# Are you a boy or girl?



## Hadley4000 (Dec 1, 2008)

Don't answer just yet. This is on the INSIDE.
http://www.bbc.co.uk/science/humanbody/sex/add_user.shtml


It's pretty fun.


----------



## shafiqdms1 (Dec 1, 2008)

Hadley4000 said:


> Don't answer just yet. This is on the INSIDE.
> http://www.bbc.co.uk/science/humanbody/sex/add_user.shtml
> 
> 
> It's pretty fun.



boy.

EDIT: score was like 40 towards male.


----------



## Pedro (Dec 2, 2008)

my overall score was like 25 towards male brain (men average is 50)
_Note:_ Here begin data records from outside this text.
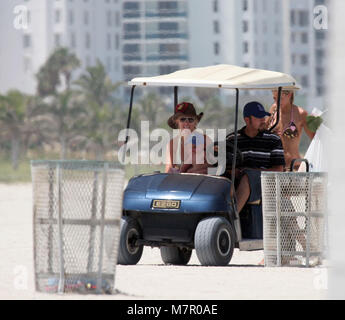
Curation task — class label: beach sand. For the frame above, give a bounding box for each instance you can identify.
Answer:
[0,184,326,300]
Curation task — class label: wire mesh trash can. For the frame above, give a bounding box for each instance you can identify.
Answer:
[261,172,327,267]
[31,161,124,294]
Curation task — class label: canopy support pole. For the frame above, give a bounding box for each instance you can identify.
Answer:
[174,87,178,111]
[122,85,135,163]
[268,87,282,132]
[231,89,242,241]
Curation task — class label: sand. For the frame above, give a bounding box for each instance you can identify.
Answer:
[0,184,327,300]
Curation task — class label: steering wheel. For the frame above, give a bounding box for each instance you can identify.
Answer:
[206,139,243,175]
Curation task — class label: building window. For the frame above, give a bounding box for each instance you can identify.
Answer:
[290,10,296,26]
[115,34,120,50]
[23,34,31,48]
[243,41,249,53]
[298,11,309,27]
[54,33,61,47]
[24,57,31,73]
[55,9,61,23]
[301,54,308,65]
[213,42,220,56]
[107,33,111,50]
[242,0,248,11]
[301,76,309,88]
[213,20,219,33]
[301,32,308,43]
[68,10,74,25]
[115,11,120,27]
[213,0,219,12]
[291,53,296,65]
[71,33,76,48]
[84,11,90,26]
[107,11,113,27]
[85,33,91,49]
[242,20,249,33]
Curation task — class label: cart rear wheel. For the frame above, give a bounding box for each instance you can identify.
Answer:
[160,247,192,265]
[118,217,143,265]
[194,217,235,266]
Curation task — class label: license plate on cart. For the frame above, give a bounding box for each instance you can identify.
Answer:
[152,200,181,209]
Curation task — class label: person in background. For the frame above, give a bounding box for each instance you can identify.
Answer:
[224,101,285,213]
[266,90,318,171]
[165,102,211,174]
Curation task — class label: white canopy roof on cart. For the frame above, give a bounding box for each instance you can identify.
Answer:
[128,64,300,90]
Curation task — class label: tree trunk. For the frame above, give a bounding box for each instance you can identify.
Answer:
[11,136,20,170]
[60,135,67,160]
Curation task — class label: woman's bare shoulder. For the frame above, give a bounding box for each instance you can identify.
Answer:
[295,105,308,118]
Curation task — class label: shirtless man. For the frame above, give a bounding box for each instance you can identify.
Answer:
[267,90,315,171]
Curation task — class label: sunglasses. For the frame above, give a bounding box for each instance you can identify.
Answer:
[179,118,195,123]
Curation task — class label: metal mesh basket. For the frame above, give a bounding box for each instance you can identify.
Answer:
[31,161,124,293]
[261,172,327,267]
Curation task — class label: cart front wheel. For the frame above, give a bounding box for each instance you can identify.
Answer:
[160,247,192,265]
[194,217,235,266]
[118,217,143,265]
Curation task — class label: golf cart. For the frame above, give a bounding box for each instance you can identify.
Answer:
[118,65,298,266]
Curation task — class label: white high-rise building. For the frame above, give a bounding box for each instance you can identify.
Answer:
[0,0,122,94]
[0,0,327,108]
[122,0,190,87]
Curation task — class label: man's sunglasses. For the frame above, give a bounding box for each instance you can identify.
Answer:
[180,118,195,123]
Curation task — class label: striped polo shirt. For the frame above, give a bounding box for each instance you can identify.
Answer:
[227,127,285,169]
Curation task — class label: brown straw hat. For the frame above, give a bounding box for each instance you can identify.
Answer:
[168,102,204,129]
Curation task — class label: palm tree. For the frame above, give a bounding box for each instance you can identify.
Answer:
[36,48,80,97]
[75,60,124,160]
[0,90,28,170]
[74,60,120,106]
[36,48,83,159]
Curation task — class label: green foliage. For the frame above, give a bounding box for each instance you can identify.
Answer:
[307,115,323,132]
[36,48,80,97]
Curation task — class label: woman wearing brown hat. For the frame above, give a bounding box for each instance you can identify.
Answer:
[165,102,211,174]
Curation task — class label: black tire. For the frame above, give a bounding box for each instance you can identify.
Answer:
[194,217,235,266]
[160,247,192,266]
[117,217,143,265]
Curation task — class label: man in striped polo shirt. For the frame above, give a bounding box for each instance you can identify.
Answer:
[228,101,285,212]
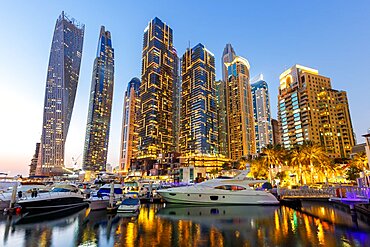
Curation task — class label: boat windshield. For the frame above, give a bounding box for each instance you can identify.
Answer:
[98,188,122,194]
[215,185,246,191]
[121,198,140,206]
[50,188,71,192]
[217,176,232,179]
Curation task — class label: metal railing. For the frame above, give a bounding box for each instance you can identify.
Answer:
[280,186,370,199]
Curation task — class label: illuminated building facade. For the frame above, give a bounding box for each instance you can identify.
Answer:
[83,26,114,172]
[120,77,140,172]
[180,44,218,157]
[138,17,176,161]
[225,56,256,160]
[29,142,40,176]
[172,49,181,153]
[278,65,354,158]
[271,118,281,145]
[215,44,236,158]
[215,80,229,158]
[36,12,85,175]
[251,74,273,153]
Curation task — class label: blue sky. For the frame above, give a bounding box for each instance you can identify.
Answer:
[0,1,370,175]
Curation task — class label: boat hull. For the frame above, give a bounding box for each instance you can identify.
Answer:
[18,197,88,214]
[158,191,279,205]
[117,205,140,213]
[90,199,109,210]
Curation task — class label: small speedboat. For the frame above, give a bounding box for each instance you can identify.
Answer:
[17,184,88,213]
[157,168,279,205]
[88,184,123,210]
[117,197,140,213]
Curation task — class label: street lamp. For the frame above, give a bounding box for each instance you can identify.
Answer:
[362,133,370,168]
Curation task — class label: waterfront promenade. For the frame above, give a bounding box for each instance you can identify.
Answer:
[0,202,370,247]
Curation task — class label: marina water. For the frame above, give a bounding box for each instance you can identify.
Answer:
[0,202,370,247]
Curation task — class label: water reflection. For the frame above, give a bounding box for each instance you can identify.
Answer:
[0,204,370,247]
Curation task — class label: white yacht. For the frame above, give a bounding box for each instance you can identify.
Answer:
[17,184,88,213]
[88,184,123,210]
[157,169,279,205]
[117,197,140,213]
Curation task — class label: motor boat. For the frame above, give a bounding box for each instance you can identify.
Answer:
[0,182,50,211]
[157,168,279,205]
[88,184,123,210]
[17,184,88,213]
[117,197,140,213]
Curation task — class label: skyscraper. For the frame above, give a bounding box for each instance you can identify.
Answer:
[180,44,218,157]
[251,74,273,153]
[215,80,229,158]
[215,44,236,158]
[278,64,354,158]
[83,26,114,176]
[139,17,175,162]
[29,142,40,176]
[225,56,256,160]
[172,48,181,153]
[120,77,140,172]
[271,118,281,145]
[36,12,85,175]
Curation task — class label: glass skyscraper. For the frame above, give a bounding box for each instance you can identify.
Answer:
[278,64,355,158]
[83,26,114,172]
[120,77,140,172]
[36,12,85,175]
[172,48,181,153]
[225,56,256,160]
[251,75,273,153]
[138,17,176,161]
[180,44,218,157]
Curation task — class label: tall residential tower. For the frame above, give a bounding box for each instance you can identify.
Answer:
[83,26,114,172]
[278,64,355,158]
[251,74,273,153]
[119,77,140,172]
[138,17,176,164]
[36,12,85,175]
[180,44,218,157]
[225,56,256,160]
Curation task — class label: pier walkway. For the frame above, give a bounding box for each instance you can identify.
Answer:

but I scored good in the differences


----------



## MistArts (Dec 2, 2008)

50 towards female!!


----------



## fanwuq (Dec 2, 2008)

part 1. 20/20 lines --more male than average
found 6 of 14 moved objects. --in between
I guess women are better at MultiBLD using an image system, but they have trouble using free style commutators due to inability to visualize 3D shapes?
part 2. right --???
part 3. 
empathise 1/20
systemize 18/20 ---more male than average
part 4.
6/10---in between
I did not expect to get this high!
part 5.
RR 83
RI 78
LR 83
LI 79
more male than average

I can't really tell the difference between most of the faces LOL.
I did slightly prefer for all the faces. Most of the women were quite ugly anyway. Result is that I prefer more feminine faces.
part 6.
11/12 3D blocks. I missed one?! >.<
--- more male than average
10 words with free association color.
9 words with free association feeling.
More female than average
split money 25-25
more female than average

Overall: I did better than the average man or women in most categories, 50% towards male.


----------



## somerandomkidmike (Dec 2, 2008)

I'm a confused male 


I was extremely slightly on the male side.


----------



## DavidWoner (Dec 2, 2008)

50 towards male

got 20/20 on angles= very man
43% on spot the difference= in the middle
right thumb on top= not sure really
5/20 for empathy= below avg for both
17/20 for systemizing= above avg.
9/10 for eyes= suggests im good at empathising, contrary to previous results.
finger ratio was 1.01= feminine
faces= I prefer feminine faces.
shapes was 11/12= very male
12 total words= average.
ultimatum, 30= male


----------



## toast (Dec 2, 2008)

.... I happened to get, zero..? D: Wtf.
Part 1 17/20 Above mens, 64% Above womens
Part 2 Right thumb, Left half dominant
Part 3 13/20 Above womens, 18/20 above mens. Eyes, 5/10 says I have a balanced female/male brain.
Part 4 Right:0.96 Left:0.94 Below both.
Part 5 Masculine.(I didnt get this part  they looked the same.)
Part 6 9/12 Above mens. Words:8,5(Grey's a bad color D Below for both. Ultimatum, 20 Euros, Less then both


----------



## ConnorCuber (Dec 2, 2008)

MistArts said:


> 50 towards female!!



Me too! And being a boy, im slightly embarressed.


----------



## Dene (Dec 2, 2008)

I'm 25 towards male.

19/20 on angles - very male
64% spot the difference - female. I think for any cuber who can do BLD, this task would be a lot easier, and is probably a poor indicator of male/femaleness.
Left thumb on top - right-brained.
1/20 on empathy - extreme male.
16/20 on systemising - very male.
6/10 for eyes - balanced male/female.
1.01 for fingers - less testosterone (which is obvious to anyone who looks at me (Dene is not the hairiest person around)).
I prefer feminine faces (and what an ugly bunch of faces most of them were).
12/12 for rotating shapes - Extreme male.
4 words for grey, 14 words for happy, 18 total - more female (My results were swayed by extremely bogus words, I was using things like "smile _and_ grin, crinkled eyes, cheeks, shine, teeth, etc)
£25 split on the ultimatum (this more reflects my beliefs in equality and fairness than trying to drive a hard bargian >_>)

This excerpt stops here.